No Recife, o grupo “Magnatas do Passinho S.A”, composto por jovens moradores do bairro de Santo Amaro, área Central do Recife, viralizaram no Youtube, em outubro de 2018, alcançando a marca de 37 milhões de visualizações. No vídeo, o grupo dança a coreografia da música "Barulho da Kikada", dos MCs Niago, Seltinho Coreano e Reino.

Grupo 'Ozz Metralhas do Passinho' no Marco Zero. Foto: Na Cola do Passinho

A partir da disseminação do conteúdo, o Passinho atraiu rapidamente diversas pessoas, principalmente nas periferias, espaço onde foi massivamente divulgado. Assim, com a explosão da dança, novos grupos surgiram como “Ozz Malokas do Recife”, do bairro do Ibura; “Os Lokos do Passinho” e “Os Muleques da Base” do bairro Alto do Pascoal; além de grupos femininos como “As Magnatas do Passinho”, do bairro de Santo Amaro e “As Passinho” da comunidade do Coque.

Esses grupos começaram a montar novas coreografias, até que se iniciou a chamada ‘batalha do passinho’, onde os dançarinos competem para ver quem dança melhor. Esses encontros são articulados pelas redes sociais dos próprios grupos, que até o dia 1 de abril de 2019 movimentava, juntos, mais de 250 mil seguidores somente no Instagram, atraindo centenas de pessoas para os espaços públicos do Recife e Região Metropolitana, sendo o Marco Zero o palco principal dos encontros.
 

“A internet é nossa ferramenta principal de trabalho, o Instagram foi bom porque me deixou conhecido, consigo me comunicar com as pessoas que gostam da minha dança por lá, divulga nosso movimento e faz contatos para sempre está criando novos passos, novos encontros e parcerias”, explica Vytor Senna, dançarino de Passinho que atua em carreira solo.

 

A voz da quebrada

 

Liderado por jovens moradores das comunidades do Recife e Região Metropolitana, o Passinho dos Maloka desceu o morro e ocupou o asfalto, comandando os principais pontos e festas da capital Pernambucana.
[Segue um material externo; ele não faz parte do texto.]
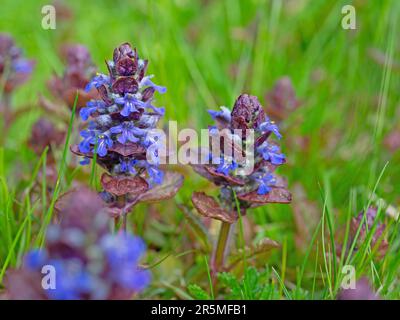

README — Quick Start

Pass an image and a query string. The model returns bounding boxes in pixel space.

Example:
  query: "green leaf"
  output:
[188,284,210,300]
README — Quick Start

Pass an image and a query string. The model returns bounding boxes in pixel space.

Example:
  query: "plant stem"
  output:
[212,222,232,276]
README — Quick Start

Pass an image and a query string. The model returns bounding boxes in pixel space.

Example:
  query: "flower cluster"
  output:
[71,43,182,216]
[6,189,150,299]
[0,33,35,97]
[192,94,291,221]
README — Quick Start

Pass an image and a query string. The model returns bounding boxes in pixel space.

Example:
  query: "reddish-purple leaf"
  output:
[140,171,183,202]
[101,173,149,196]
[192,192,237,223]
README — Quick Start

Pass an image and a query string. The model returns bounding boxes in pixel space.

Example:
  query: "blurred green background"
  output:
[0,0,400,297]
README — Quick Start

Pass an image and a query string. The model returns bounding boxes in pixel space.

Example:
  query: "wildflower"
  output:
[257,141,285,165]
[85,73,110,92]
[115,93,145,117]
[71,43,182,216]
[191,94,290,215]
[192,94,291,276]
[5,189,150,300]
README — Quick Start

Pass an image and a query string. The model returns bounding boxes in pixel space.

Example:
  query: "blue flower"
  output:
[146,104,165,116]
[147,165,164,185]
[97,132,113,157]
[214,156,238,176]
[259,117,282,139]
[79,157,90,166]
[114,93,146,117]
[13,59,33,73]
[110,121,145,144]
[257,142,285,165]
[79,100,106,121]
[79,130,96,153]
[120,159,137,175]
[208,107,231,122]
[140,76,167,94]
[101,233,150,291]
[255,173,276,195]
[85,73,110,92]
[24,249,47,270]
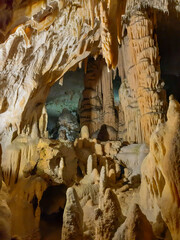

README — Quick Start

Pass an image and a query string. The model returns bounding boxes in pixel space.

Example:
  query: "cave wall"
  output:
[0,0,180,240]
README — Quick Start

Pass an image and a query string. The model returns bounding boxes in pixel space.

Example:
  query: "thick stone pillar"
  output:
[120,12,166,143]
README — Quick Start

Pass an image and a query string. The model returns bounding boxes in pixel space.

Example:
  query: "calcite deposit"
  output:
[0,0,180,240]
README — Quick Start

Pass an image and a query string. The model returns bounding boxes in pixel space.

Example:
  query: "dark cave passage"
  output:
[40,184,67,240]
[157,4,180,101]
[46,69,84,141]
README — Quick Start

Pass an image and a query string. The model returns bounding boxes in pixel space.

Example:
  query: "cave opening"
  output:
[156,3,180,101]
[39,184,67,240]
[46,69,84,141]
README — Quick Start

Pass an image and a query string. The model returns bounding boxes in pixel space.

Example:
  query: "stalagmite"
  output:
[0,0,180,240]
[61,188,83,240]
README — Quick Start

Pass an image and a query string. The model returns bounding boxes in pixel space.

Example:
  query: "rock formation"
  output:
[0,0,180,240]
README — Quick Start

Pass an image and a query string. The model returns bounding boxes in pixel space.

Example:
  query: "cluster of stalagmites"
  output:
[0,99,180,240]
[0,0,180,240]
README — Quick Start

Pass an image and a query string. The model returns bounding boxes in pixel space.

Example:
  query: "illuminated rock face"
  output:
[140,99,180,239]
[0,0,180,240]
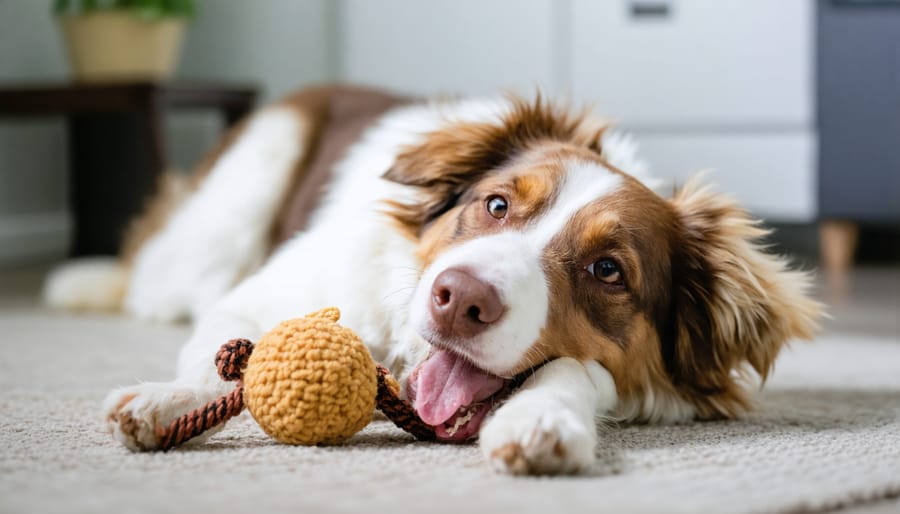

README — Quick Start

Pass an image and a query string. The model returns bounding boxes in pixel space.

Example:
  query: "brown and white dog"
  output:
[46,84,820,473]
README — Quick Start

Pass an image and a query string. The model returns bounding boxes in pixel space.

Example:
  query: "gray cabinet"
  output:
[818,0,900,226]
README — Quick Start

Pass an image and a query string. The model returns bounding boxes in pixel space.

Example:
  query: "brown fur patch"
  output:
[385,95,820,420]
[384,96,606,237]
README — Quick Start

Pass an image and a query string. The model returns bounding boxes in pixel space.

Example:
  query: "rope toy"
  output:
[156,307,435,450]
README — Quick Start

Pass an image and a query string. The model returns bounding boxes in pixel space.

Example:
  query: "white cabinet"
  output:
[571,0,813,129]
[635,130,817,221]
[337,0,816,221]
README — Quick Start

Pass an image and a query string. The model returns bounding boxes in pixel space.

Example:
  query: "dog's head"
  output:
[385,100,818,440]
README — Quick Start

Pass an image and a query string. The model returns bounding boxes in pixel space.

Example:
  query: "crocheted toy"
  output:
[156,307,434,450]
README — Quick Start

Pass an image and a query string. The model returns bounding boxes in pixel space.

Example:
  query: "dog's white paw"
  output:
[103,382,217,451]
[479,399,597,475]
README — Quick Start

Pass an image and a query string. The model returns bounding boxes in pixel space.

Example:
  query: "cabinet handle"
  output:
[630,0,672,18]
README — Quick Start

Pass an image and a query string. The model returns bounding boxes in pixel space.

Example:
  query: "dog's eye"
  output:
[485,195,509,220]
[587,259,622,285]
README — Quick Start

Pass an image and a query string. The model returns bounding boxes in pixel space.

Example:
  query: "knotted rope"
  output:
[156,339,435,451]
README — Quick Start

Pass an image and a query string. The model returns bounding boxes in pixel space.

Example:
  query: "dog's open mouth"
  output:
[407,349,513,442]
O que era uma diversão, passou a ser fonte de renda. O Passinho vem mudando a vida de jovens que, através da dança, conseguem divulgar e dar visibilidade aos bairros onde moram, além de contribuir para o desenvolvimento social local. “Criamos uma escola de Passinho no nosso bairro porque tem muita mãe que chega para nós e diz ‘meu menino não pára de ver o vídeo de vocês, só quer dançar o Passinho’, eu fico muito feliz de ser inspiração para as crianças do bairro, mas deixamos eles cientes de que só podem ficar na aula de dança, se tirar nota boa na escola”, explica Soldado.
 

Os grupos criaram identidade para o movimento do Passinho e seguem na luta em defesa do reconhecimento do mesmo. De acordo com os últimos dados divulgados pelo Instituto Brasileiro de Geografia e Estatística (IBGE), em 2013, 97% da população do Grande Recife morava em bairros que possuem extrema carência de infraestrutura, ausência de oportunidades financeiras e educacionais. O problema tem como uma das causas apontadas pela pesquisa o número de desempregados no Estado que chegou a 12,1 milhões no quarto semestre de 2018, de acordo com a Pesquisa Nacional por Amostra de Domicílio Contínua (Pnad), divulgado também pelo IBGE. Dessa forma, a venda dos uniformes, os shows e os videoclipes feitos pelos jovens caracterizam-se como empregos informais e fonte de renda.
 

“Minha vida mudou muito depois que conheci o Passinho. Comecei fazendo sem me importar muito, mas aí quando fui ver as visualizações no youtube tinha bombado. Hoje consigo ajudar minha família, um vizinho e assim a gente leva nossa vida aqui”, afirma Binho de França, integrante do Maloka de Peixinhos.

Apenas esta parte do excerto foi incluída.